The results of these studies were impressive. Although longer follow up will be important, Herceptin should be added to chemotherapy for patients eligible to receive adjuvant therapy for resected breast cancer. HER2 testing may include either evaluation for HER2 protein or the HER2 gene and should be performed at an experienced facility.

References

[1]Miller KD, Wang M, Gralow J, Dickler M, Cobleigh M, Perez EA, Shenker TN, Davidson NE. E2100: A randomized phase III trial of paclitaxel plus bevacizumab as first-line therapy for locally recurrent or metastatic breast cancer. Proceedings of the 41st Annual Meeting of the American Society of Clinical Oncology. Orlando, Fla. 2005; Educational Session.

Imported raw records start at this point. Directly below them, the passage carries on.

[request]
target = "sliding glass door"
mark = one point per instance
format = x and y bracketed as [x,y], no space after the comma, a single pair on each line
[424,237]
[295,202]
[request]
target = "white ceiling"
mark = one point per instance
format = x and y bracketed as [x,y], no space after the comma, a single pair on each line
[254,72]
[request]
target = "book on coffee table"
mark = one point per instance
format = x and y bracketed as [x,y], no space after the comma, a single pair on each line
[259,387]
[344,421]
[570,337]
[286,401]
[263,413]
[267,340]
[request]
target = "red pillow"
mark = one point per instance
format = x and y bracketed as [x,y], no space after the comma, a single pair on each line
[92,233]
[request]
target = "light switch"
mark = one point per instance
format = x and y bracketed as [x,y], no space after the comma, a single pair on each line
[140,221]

[2]Romond EH, Perez EA, Bryant J, et al. Advances in monoclonal antibody therapy for breast cancer: Combined analysis of NSABP-B31/NCCTG-N9831. Proceedings of the 41st Annual Meeting of the American Society of Clinical Oncology. Orlando, Fla. 2005; Oral Presentation.

[3]Perez EA, Suman VJ, Davidson N, et al. Advances in monoclonal antibody therapy for breast cancer: further analysis of NCCTG N9831. Proceedings of the 41st Annual Meeting of the American Society of Clinical Oncology. Orlando, Fla. 2005; Educational Session.

[4]Piccart-Gebhart MJ. Advances in monoclonal antibody therapy for breast cancer: first results of the HERA trial. Proceedings of the 41st Annual Meeting of the American Society of Clinical Oncology. Orlando, Fla. 2005; Oral Presentation.